COVVHA members went through a short process requiring them to write their own Agent Orange story, become knowledgeable about the history of the chemical herbicide Agent Orange , and current benefits available to children of female Vietnam Veterans (18 + birth defects recognized) and children of Male Vietnam Veterans (one, Spina Bifida, not occulta). They used the information to write a 15 minute speech. Many will be speaking publicly for the first time about their experiences as an Agent Orange survivor. When the COVVHA member completed the necessary requirements, they became COVVHA Certified Speakers. This event is starting the groundwork for a nationwide speaker’s bureau where organizations interested in having an Agent Orange speaker at their event or meeting will be able to find someone locally. Several COVVHA members wrote speeches, but are too ill to travel. Their speeches were sent to MAM local events that requested a speaker, but did not have a local COVVHA member.

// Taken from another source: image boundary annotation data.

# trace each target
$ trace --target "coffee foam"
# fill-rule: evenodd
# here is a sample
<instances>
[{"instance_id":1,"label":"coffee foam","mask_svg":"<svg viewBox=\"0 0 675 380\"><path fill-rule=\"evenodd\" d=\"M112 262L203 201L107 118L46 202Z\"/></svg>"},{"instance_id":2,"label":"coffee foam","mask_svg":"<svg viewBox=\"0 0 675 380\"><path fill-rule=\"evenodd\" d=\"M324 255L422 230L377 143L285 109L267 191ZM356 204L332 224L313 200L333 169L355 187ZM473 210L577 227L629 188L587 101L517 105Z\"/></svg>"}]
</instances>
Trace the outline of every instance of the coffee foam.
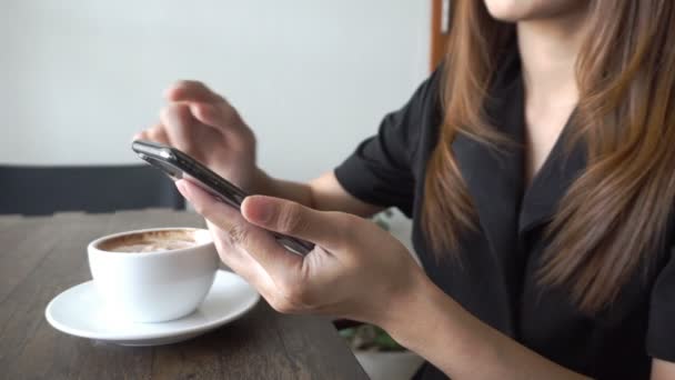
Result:
<instances>
[{"instance_id":1,"label":"coffee foam","mask_svg":"<svg viewBox=\"0 0 675 380\"><path fill-rule=\"evenodd\" d=\"M201 243L194 229L158 230L122 234L98 244L98 249L109 252L161 252L184 249Z\"/></svg>"}]
</instances>

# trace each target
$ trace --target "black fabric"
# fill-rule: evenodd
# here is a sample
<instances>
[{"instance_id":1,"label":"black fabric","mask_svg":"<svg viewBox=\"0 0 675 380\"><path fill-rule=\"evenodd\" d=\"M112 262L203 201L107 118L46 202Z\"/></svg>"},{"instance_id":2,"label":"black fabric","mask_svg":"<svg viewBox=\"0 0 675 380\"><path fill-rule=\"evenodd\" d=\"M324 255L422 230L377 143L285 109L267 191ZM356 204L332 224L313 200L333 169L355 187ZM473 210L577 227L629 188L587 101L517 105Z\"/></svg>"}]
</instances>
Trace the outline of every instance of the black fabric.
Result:
<instances>
[{"instance_id":1,"label":"black fabric","mask_svg":"<svg viewBox=\"0 0 675 380\"><path fill-rule=\"evenodd\" d=\"M183 209L173 182L150 166L0 167L0 213Z\"/></svg>"},{"instance_id":2,"label":"black fabric","mask_svg":"<svg viewBox=\"0 0 675 380\"><path fill-rule=\"evenodd\" d=\"M647 379L651 357L675 361L673 228L664 237L663 251L651 254L655 260L647 276L638 270L619 298L595 316L583 314L565 288L537 283L535 273L547 246L545 227L585 169L586 158L582 143L565 149L565 127L524 188L524 89L515 47L502 59L485 110L493 126L516 144L494 149L464 136L453 141L480 231L463 233L461 266L435 260L421 230L421 211L426 162L442 121L439 90L436 72L335 169L344 189L411 217L415 251L434 283L485 323L561 366L598 379ZM444 376L425 364L417 378Z\"/></svg>"}]
</instances>

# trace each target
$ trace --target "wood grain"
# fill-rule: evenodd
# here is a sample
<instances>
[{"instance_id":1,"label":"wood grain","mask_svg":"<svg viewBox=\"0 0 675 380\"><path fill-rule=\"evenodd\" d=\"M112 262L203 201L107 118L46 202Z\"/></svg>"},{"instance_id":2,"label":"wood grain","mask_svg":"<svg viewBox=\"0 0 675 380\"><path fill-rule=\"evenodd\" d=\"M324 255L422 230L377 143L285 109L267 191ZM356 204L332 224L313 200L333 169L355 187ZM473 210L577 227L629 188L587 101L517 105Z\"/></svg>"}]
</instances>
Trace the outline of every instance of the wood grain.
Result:
<instances>
[{"instance_id":1,"label":"wood grain","mask_svg":"<svg viewBox=\"0 0 675 380\"><path fill-rule=\"evenodd\" d=\"M190 212L0 217L2 379L366 379L324 319L282 316L261 301L249 314L190 341L129 348L67 336L47 303L89 280L87 244L152 227L203 227Z\"/></svg>"}]
</instances>

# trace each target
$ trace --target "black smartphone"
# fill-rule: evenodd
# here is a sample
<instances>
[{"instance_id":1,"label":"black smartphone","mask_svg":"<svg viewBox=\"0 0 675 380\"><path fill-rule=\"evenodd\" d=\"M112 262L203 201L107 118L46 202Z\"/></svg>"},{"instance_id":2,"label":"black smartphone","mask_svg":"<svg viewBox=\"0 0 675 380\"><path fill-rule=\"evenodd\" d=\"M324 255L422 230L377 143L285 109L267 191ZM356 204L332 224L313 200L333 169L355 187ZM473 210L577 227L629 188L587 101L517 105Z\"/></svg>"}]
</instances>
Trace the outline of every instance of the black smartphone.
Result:
<instances>
[{"instance_id":1,"label":"black smartphone","mask_svg":"<svg viewBox=\"0 0 675 380\"><path fill-rule=\"evenodd\" d=\"M187 179L211 193L218 200L240 210L241 202L246 198L246 193L220 177L198 160L184 152L161 143L135 140L131 143L131 149L139 157L148 161L153 167L163 171L173 180ZM314 244L293 237L270 231L282 246L294 253L306 254Z\"/></svg>"}]
</instances>

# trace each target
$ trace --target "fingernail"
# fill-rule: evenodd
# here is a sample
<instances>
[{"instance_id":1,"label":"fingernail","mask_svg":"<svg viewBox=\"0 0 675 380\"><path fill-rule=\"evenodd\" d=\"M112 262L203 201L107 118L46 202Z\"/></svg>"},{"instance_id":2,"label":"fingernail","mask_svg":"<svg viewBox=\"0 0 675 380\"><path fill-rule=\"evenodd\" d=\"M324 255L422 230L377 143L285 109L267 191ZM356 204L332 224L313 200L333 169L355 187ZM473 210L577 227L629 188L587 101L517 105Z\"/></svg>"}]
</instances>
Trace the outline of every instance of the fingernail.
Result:
<instances>
[{"instance_id":1,"label":"fingernail","mask_svg":"<svg viewBox=\"0 0 675 380\"><path fill-rule=\"evenodd\" d=\"M178 188L178 191L185 198L189 198L190 194L190 190L188 190L188 187L185 186L185 183L180 180L175 182L175 187Z\"/></svg>"},{"instance_id":2,"label":"fingernail","mask_svg":"<svg viewBox=\"0 0 675 380\"><path fill-rule=\"evenodd\" d=\"M272 208L268 204L265 204L265 201L261 201L261 199L253 199L251 198L251 200L253 200L255 203L255 207L253 207L252 209L248 208L249 214L251 217L253 217L253 219L258 222L261 223L266 223L270 221L270 219L272 218ZM252 212L251 212L252 211Z\"/></svg>"}]
</instances>

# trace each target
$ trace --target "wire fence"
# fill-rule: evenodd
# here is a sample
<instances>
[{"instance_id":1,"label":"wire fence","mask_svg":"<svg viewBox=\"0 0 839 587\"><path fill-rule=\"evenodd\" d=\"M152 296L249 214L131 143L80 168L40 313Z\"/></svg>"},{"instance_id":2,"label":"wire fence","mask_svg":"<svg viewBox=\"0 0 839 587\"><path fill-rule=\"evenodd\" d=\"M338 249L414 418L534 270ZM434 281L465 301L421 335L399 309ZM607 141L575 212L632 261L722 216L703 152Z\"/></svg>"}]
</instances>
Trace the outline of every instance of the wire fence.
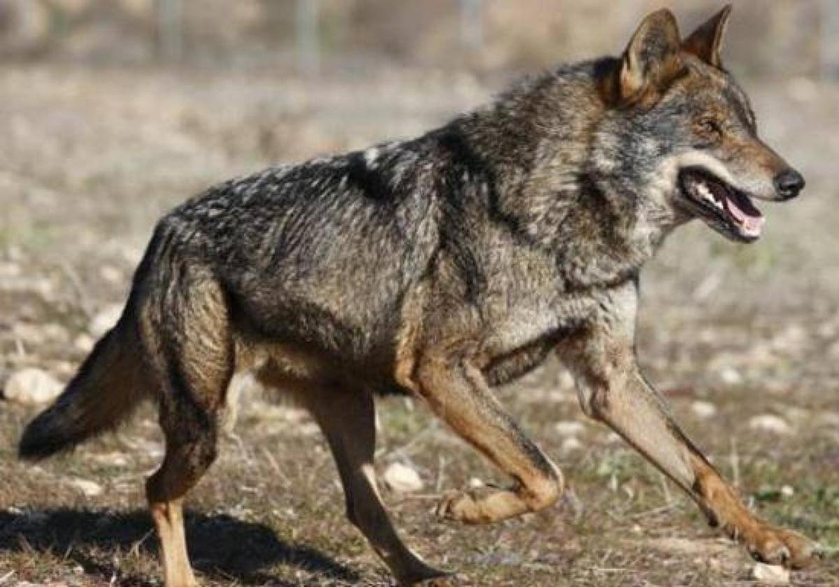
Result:
<instances>
[{"instance_id":1,"label":"wire fence","mask_svg":"<svg viewBox=\"0 0 839 587\"><path fill-rule=\"evenodd\" d=\"M686 25L717 0L670 3ZM648 0L0 0L0 58L531 68L620 50ZM767 39L771 39L771 43ZM739 0L729 34L749 73L839 75L839 2Z\"/></svg>"}]
</instances>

Some of the illnesses children of Vietnam Veterans are suffering from in large numbers include, auto immune diseases, spinal problems, endocrine disorders, cancers, muscle skeletal problems, fertility issues and mental illness. COVVHA has a large private support community made up of only children of Vietnam Veterans to connect members with each other so they can finally know they are not alone. Agent Orange has left many families grieving through the five decades since the beginning of chemical spraying in Vietnam in 1961. Currently, the U.S. Department of Veterans Affairs recognizes 14 different illnesses and cancers as presumptive and compensated illnesses for Vietnam Veterans. Any Vietnam Veteran who was in Vietnam anytime between January 9, 1962 and May 7, 1975, including brief visits, or service aboard a ship that operated on the inland waterways has been presumed as exposed to Agent Orange. A veteran may also be eligible if they served along the Korean DMZ between April 1, 1968 and August 31, 1971. Some of the presumed illnesses Veterans can file for, include Type II Diabetes, Hodgkin’s Disease, Prostate Cancer, Ischemic Heart Disease and others. Please contact a local service officer to file a claim for disability, and or survivor benefits. A veteran or family member may reach out to the Vietnam Veterans of America, Disabled American Veterans, The American Legion, or a county service officer to file a claim.
So when your thoughts return to fall and the color orange, remember the children and grandchildren of Vietnam Veterans who continue to fight a war they weren’t drafted for or signed up for. The innocent ones who have been maimed and forgotten, who as adults must now stand up and speak out or continue to be denied until they die like many of their fathers before them. October is Agent Orange Awareness Month; please support those trying to make a difference in their own lives.